Not too long ago, tomato tart recipes started flooding the world of food blogging. To say the least, I was intrigued, but I really hadn’t planned on making this dish… That is, I hadn’t planned on it until my next-door neighbor dropped off a huge box of home-grown tomatoes. At that point it became more than a desire, it became a pressing need.
I had originally thought of just making a bunch of crostini, but when I saw a lovely loaf of garlic ciabatta at Trader Joes, I decided that I’d play with the tart idea in a decidedly non-baker sort of way. Ciabatta is robust enough to hold up to the moisture in the tomatoes without getting very soggy and adds a lovely flavor and crunch to the dish, which was perfect as a light breakfast for my wife and I.

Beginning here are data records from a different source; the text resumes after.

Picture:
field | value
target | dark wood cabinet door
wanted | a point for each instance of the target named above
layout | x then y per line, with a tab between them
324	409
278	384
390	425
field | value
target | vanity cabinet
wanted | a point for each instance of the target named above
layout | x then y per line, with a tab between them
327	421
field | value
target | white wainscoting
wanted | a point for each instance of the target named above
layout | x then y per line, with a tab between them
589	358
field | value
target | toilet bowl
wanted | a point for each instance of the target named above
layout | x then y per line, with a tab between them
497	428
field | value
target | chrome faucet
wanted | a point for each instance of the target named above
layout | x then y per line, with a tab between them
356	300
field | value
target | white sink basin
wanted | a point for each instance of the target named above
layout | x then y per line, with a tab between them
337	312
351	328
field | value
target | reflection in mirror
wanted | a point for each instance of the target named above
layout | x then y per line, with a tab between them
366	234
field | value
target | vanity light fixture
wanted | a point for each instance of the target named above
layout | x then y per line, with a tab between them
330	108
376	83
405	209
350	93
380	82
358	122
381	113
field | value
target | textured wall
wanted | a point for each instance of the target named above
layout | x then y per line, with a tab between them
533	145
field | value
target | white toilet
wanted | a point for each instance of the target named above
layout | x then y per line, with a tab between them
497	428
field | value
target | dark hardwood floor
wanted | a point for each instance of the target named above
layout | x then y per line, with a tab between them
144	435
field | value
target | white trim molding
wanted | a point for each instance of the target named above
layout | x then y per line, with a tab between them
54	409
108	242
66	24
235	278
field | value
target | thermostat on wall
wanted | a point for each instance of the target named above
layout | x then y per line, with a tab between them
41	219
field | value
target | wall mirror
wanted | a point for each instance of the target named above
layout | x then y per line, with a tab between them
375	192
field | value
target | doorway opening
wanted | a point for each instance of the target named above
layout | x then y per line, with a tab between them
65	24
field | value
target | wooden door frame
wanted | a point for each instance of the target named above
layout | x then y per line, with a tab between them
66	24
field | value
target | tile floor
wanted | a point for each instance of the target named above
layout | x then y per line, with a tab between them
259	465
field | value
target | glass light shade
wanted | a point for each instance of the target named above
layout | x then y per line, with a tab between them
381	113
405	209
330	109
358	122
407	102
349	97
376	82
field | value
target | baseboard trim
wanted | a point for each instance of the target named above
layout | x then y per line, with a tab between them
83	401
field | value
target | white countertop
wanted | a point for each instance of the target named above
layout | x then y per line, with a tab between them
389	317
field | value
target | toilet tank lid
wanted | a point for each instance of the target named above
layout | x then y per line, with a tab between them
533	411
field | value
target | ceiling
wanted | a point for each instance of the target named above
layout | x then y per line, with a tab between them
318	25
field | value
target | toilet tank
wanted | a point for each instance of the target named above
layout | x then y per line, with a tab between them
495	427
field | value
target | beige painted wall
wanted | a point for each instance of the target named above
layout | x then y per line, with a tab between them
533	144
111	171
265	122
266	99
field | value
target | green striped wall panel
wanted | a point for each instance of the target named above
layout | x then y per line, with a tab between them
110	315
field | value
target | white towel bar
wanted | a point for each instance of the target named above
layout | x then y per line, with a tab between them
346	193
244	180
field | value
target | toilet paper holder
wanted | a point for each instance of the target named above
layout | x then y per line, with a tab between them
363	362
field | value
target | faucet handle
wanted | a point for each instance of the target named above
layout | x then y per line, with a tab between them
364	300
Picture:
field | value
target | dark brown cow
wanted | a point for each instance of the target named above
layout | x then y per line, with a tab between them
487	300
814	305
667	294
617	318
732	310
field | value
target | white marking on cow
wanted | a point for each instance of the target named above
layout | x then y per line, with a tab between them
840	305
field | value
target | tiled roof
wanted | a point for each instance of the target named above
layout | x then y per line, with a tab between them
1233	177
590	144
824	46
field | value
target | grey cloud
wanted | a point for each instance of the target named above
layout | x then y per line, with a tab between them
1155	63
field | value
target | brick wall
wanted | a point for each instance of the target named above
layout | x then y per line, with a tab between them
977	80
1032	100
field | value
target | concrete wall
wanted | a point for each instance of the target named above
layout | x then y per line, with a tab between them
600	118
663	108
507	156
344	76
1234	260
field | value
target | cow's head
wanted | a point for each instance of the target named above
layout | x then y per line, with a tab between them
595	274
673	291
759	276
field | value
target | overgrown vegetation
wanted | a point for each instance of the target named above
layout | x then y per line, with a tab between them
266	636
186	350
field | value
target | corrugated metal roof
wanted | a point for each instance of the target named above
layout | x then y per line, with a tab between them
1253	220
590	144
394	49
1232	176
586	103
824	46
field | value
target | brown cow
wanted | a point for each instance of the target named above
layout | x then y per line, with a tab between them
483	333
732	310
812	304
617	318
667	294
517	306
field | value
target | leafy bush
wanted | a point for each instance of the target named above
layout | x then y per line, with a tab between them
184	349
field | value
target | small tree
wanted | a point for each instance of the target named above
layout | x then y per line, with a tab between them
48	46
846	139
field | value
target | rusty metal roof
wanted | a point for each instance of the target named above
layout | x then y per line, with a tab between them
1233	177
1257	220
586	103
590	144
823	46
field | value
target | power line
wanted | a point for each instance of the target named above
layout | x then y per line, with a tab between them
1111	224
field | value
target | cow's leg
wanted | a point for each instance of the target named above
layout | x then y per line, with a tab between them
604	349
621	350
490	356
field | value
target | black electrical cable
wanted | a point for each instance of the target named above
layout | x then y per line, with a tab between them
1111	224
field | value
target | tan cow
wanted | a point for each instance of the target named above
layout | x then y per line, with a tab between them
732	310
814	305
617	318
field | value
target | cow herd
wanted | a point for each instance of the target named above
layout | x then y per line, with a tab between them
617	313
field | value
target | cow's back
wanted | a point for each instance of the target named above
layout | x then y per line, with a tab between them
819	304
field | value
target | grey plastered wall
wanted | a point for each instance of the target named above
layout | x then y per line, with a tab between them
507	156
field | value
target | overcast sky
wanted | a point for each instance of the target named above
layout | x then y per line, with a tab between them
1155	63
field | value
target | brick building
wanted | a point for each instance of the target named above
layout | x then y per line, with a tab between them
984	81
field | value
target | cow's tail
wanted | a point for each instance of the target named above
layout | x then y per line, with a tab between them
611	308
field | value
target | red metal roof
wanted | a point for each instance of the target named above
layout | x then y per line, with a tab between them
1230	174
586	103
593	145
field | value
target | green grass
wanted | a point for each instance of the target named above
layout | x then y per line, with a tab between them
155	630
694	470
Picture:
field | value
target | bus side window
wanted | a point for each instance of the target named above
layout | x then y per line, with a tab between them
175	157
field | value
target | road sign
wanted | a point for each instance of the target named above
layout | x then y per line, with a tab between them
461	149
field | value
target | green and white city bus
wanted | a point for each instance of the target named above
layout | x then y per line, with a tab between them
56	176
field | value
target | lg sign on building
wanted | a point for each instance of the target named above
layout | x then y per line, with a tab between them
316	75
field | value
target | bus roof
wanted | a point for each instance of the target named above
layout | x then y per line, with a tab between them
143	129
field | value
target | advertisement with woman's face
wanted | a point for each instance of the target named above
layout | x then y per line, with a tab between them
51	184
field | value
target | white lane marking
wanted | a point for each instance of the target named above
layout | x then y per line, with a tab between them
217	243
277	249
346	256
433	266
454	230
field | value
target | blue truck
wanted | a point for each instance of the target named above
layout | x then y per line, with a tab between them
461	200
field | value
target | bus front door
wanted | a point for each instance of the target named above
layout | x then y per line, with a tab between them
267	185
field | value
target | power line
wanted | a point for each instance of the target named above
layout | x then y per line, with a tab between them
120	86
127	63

If you’ve got some tomatoes hanging around this season, I would highly recommend making this, or one of the variations listed at the bottom of the post. It’s a little bit of summer on a plate, and I guarantee that you and your guests will love it.
Tomato Ciabatta Tart
- 4-6 ripe tomatoes
- 1 loaf ciabatta bread
- 1/8 cup Parmesan cheese, grated
- 1/2 tsp dried thyme
- Extra virgin olive oil
- Salt and pepper to taste
- Preheat oven to 375 degrees. Lay out a double layer of absorbent paper towels or a clean kitchen towel on a baking sheet. Slice tomatoes as thinly as possible and lay in a single layer on paper towels. Sprinkle lightly with salt to draw out excess moisture, cover with another layer of paper towels and press down lightly. Set aside for approximately 10 minutes.
- Slice ciabatta loaf in half lengthwise and arrange cut-side up on a baking sheet. (If necessary, trim the top of the loaf to provide a more stable surface.) Drizzle bread with olive oil. Arrange tomato slices over both halves of bread. Season with salt and pepper. Sprinkle with Parmesan cheese and thyme.
- Bake in center rack of oven for approximately 15 minutes, or until tomatoes are soft and cheese is melted. Remove and allow to cool for a few minutes.
- Share and Enjoy!
What I would have done Differently had I thought of it at the time:
As laid out, this is a wonderful tart/crostini, but it can be a bit difficult to manage. If you’re planning on serving this at a party or at a larger dinner, try cutting the ciabatta into small fingers or bite-sized pieces before assembly. It will make the dish much easier to deal with if it’s running around on appetizer platters.